The other major gotcha, hinted at in the presentation I linked to, is that the host and the target distros must match exactly. If you have different library versions on each then you are headed for problems.
This can be tricky even when the distros match. At time of writing debian wheezy uses libc6-dev 2.13 on amd64 but emdebian wheezy uses libc6-dev-armel-cross 2.11 for the cross-compiler. The header files are different enough to cause builds to fail. To get matching headers I had to change to emdebian sid, which currently has libc6-dev-armel-cross 2.13.
An alternative, also hinted at in the presentation, is to set up a "tools" distro. This is a directory with a complete host-arch distribution, matching perfectly the target's distro except for the architecture. It seems the idea there is to create a controlled single-purpose environment, instead of just sharing the host's tools.
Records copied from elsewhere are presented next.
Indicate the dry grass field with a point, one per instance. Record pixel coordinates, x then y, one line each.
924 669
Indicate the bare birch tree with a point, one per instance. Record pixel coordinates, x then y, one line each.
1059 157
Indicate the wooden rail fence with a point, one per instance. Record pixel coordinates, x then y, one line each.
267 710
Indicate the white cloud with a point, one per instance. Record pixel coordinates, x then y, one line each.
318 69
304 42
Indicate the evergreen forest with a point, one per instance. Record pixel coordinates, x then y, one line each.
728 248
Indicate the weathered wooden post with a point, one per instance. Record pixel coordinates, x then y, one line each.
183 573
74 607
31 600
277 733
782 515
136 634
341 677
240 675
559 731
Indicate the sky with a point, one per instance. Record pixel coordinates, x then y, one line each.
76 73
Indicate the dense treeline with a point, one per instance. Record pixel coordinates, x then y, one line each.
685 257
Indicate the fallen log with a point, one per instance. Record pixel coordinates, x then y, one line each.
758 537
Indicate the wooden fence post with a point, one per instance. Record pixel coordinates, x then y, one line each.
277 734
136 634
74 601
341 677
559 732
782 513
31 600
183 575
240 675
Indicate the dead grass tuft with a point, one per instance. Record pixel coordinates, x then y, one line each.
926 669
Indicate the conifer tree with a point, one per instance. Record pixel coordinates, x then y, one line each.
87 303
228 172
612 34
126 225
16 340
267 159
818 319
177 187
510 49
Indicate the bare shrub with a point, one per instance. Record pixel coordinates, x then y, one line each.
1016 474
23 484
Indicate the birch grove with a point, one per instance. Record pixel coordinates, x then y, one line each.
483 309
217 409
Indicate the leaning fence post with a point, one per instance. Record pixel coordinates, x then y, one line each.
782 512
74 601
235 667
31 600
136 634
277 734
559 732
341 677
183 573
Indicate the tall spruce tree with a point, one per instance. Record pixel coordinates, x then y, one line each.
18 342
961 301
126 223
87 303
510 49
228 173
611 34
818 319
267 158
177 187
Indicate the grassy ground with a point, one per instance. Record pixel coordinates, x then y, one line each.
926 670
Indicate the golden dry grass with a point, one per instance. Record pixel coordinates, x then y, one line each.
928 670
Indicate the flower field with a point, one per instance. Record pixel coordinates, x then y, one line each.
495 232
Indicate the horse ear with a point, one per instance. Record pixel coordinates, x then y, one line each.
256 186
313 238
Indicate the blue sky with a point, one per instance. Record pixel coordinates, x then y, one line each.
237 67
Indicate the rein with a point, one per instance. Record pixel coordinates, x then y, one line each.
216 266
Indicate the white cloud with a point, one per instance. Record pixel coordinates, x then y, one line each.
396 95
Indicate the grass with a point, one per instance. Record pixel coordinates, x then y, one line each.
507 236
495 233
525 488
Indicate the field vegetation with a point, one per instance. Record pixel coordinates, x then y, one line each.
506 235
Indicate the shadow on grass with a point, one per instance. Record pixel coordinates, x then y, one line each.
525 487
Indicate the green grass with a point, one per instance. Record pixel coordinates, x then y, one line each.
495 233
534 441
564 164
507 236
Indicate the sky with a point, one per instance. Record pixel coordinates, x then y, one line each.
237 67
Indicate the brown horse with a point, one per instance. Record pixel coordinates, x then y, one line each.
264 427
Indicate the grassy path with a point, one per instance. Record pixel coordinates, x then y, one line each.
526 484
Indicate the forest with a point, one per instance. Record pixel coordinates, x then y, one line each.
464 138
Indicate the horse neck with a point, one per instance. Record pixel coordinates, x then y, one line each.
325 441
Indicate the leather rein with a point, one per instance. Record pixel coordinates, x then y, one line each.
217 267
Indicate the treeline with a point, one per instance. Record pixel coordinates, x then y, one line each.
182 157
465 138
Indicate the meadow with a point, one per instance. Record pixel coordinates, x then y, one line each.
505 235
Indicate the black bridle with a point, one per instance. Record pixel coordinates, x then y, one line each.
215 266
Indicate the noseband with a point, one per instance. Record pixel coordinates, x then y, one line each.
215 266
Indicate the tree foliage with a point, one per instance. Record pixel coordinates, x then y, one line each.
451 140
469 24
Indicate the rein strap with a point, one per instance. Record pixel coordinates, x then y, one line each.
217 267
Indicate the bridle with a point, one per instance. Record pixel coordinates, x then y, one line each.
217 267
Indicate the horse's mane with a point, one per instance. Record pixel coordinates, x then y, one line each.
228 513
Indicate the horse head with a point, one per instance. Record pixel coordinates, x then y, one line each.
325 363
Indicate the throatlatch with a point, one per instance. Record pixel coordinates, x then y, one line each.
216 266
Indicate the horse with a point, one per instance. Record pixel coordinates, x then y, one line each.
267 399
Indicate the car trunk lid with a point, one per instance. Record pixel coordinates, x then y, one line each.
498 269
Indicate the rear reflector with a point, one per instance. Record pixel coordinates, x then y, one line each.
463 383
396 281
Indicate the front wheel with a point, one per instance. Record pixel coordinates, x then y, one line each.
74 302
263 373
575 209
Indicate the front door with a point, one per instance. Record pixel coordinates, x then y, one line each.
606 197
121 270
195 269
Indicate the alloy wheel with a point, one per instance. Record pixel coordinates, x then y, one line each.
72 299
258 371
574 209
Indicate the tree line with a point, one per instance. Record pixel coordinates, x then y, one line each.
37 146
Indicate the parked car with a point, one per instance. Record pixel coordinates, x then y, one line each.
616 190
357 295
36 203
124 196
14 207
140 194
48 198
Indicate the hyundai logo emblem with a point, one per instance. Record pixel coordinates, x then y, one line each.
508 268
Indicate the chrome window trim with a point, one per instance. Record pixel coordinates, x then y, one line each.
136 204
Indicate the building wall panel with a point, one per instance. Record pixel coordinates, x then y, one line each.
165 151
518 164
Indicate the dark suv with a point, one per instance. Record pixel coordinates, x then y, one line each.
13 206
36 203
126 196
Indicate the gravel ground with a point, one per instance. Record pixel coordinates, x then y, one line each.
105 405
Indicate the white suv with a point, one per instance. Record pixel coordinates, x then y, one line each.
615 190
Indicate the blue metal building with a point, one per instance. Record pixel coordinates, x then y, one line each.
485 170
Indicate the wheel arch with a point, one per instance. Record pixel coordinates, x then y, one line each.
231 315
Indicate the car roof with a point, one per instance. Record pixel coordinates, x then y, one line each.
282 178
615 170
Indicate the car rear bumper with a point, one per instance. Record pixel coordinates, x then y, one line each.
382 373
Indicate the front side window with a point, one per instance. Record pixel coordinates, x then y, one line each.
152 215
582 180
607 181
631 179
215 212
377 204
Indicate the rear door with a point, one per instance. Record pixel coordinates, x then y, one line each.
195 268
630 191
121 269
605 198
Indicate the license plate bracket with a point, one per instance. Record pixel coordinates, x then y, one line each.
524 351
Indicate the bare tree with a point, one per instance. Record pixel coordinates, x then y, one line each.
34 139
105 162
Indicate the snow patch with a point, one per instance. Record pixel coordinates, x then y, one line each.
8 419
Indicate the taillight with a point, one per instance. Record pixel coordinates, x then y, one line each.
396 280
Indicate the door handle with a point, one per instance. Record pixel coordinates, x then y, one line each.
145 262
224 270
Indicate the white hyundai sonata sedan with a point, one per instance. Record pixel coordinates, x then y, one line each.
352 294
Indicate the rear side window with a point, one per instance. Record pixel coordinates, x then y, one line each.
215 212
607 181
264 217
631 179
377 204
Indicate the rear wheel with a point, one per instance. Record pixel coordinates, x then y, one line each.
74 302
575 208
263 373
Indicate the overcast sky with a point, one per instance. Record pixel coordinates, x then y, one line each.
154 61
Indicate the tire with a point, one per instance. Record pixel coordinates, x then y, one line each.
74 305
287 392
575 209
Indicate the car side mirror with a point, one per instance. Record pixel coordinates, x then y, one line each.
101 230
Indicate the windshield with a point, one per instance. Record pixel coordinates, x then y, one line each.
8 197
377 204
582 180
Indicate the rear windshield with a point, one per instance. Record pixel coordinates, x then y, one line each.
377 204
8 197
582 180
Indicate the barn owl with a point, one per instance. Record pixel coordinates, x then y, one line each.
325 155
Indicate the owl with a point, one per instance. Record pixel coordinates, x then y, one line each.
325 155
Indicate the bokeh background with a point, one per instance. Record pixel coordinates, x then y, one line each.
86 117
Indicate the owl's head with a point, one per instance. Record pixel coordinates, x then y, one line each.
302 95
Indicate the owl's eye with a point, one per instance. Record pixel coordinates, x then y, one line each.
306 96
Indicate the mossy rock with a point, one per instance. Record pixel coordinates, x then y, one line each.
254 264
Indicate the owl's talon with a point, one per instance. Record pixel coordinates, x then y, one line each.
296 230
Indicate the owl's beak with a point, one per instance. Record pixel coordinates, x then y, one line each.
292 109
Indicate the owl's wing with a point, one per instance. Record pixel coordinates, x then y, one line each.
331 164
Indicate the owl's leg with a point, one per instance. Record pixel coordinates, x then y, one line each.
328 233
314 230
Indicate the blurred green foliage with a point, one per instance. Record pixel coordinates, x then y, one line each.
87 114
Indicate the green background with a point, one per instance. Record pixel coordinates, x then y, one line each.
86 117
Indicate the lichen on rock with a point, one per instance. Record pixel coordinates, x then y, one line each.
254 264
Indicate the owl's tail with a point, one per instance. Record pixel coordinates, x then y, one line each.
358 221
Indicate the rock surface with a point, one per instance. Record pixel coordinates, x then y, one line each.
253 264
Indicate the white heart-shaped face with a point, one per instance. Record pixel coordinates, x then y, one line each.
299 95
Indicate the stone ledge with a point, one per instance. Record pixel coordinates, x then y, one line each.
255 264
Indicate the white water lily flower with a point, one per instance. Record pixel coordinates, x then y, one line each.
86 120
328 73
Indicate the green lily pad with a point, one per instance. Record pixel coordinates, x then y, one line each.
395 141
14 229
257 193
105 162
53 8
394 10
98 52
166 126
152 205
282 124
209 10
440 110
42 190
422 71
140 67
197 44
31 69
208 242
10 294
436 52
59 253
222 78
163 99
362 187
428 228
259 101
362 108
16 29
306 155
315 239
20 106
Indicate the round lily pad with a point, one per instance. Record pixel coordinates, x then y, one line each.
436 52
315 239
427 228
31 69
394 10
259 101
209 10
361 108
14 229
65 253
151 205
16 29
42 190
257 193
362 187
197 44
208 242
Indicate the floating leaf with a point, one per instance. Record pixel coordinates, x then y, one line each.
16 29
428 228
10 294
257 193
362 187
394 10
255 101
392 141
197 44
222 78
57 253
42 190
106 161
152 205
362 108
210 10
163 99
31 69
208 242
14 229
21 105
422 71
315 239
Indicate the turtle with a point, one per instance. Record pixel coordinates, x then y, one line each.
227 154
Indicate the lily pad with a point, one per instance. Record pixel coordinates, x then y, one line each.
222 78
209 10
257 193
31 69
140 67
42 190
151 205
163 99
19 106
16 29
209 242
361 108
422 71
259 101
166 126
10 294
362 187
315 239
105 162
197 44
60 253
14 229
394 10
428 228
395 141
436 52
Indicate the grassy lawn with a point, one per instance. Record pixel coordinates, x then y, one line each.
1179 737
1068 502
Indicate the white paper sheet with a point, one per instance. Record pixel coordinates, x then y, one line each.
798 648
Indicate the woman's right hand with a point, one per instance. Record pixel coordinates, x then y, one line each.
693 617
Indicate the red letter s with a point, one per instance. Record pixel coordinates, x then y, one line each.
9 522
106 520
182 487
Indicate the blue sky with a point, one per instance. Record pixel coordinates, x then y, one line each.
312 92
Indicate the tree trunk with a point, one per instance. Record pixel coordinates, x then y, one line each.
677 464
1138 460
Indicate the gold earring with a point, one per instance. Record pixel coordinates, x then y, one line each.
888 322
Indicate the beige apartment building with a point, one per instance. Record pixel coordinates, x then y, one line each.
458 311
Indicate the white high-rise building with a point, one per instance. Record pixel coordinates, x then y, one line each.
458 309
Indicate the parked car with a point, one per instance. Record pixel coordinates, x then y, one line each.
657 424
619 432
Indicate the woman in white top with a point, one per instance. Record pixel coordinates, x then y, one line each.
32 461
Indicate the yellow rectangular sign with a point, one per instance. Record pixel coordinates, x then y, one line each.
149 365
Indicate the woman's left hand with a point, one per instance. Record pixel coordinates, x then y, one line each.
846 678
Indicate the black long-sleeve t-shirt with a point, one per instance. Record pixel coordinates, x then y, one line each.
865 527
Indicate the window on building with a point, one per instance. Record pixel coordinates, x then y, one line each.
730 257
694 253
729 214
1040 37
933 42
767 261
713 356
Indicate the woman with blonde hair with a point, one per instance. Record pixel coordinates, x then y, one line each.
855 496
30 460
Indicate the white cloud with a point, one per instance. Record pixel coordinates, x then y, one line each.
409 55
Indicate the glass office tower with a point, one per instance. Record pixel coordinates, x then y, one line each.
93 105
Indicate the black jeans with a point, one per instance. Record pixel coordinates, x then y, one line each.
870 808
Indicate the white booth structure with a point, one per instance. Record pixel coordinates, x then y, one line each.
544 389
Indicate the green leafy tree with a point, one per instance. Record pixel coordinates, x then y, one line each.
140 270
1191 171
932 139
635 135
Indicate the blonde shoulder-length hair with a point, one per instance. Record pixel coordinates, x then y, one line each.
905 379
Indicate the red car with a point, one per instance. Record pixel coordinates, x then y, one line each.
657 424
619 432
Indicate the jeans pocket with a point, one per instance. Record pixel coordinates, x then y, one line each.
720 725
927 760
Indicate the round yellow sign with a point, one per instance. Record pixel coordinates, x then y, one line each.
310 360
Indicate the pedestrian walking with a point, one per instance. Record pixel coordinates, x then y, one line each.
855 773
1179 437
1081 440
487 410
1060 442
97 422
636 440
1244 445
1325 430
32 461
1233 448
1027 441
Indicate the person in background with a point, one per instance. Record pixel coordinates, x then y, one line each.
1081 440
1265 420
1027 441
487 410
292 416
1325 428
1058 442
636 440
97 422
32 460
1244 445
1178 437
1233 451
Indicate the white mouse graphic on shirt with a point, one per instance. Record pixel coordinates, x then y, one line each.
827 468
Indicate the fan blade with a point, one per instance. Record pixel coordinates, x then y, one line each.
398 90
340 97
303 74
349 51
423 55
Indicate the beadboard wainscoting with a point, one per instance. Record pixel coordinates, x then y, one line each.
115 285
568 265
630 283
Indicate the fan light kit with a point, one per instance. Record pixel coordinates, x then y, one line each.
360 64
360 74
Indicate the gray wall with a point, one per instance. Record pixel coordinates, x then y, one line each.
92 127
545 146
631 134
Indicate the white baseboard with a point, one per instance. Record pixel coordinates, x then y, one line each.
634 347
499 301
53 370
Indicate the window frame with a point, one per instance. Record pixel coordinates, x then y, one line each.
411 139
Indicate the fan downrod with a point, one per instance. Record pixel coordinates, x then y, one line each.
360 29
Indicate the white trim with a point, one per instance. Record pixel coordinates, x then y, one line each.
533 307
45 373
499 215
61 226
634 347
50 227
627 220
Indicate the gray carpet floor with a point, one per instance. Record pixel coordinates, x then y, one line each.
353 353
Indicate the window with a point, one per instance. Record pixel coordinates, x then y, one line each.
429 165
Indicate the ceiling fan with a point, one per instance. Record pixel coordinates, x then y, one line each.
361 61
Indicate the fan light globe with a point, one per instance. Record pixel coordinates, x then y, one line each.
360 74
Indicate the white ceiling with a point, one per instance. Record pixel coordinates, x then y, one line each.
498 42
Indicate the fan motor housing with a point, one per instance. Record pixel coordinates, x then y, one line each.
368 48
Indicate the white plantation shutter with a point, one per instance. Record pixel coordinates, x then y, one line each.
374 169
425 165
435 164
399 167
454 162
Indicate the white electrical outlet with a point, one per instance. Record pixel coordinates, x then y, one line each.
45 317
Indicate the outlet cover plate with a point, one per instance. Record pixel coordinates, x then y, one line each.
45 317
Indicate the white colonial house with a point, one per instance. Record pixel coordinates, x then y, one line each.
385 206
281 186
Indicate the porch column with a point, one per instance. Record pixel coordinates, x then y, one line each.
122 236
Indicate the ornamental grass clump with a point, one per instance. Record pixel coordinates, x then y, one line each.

Maybe that's a cleaner path, especially if it lets you sandbox a stable distro release with predictable versions.
(Extended Rant, Feel Free to Ignore)
The header-mismatch problem seems to be caused because programs compiled under sb2 can search for headers in both the host directory /usr/include/, and also in the cross-compiler directory (ie /usr/arm-linux-gnueabi/include/), -and- in the target rootfs directory.
Exactly which header file gets chosen for which purpose seems to be somewhat haphazard - in the example I saw, a
#include <fcntl.h> was pulling in /usr/include/fcntl.h which was then pulling /usr/arm-linux-gnueabi/include/bits/stat.h.
I haven't dug deep enough into sb2 to see what's really going on here with gcc include paths, but it seems like it should be possible to workaround this and ignore the host's headers entirely - in favour of the cross-compiler headers & those installed in the target rootfs.
However, passing these paths explicitly is exactly the kind of drudgery that sb2 tries to avoid with its "magic", so at this stage I'm leaving it - my program compiles & links, so that's good enough for now. If I end up having to explicitly set everything then I may as well create a conventional cross-compiler environment.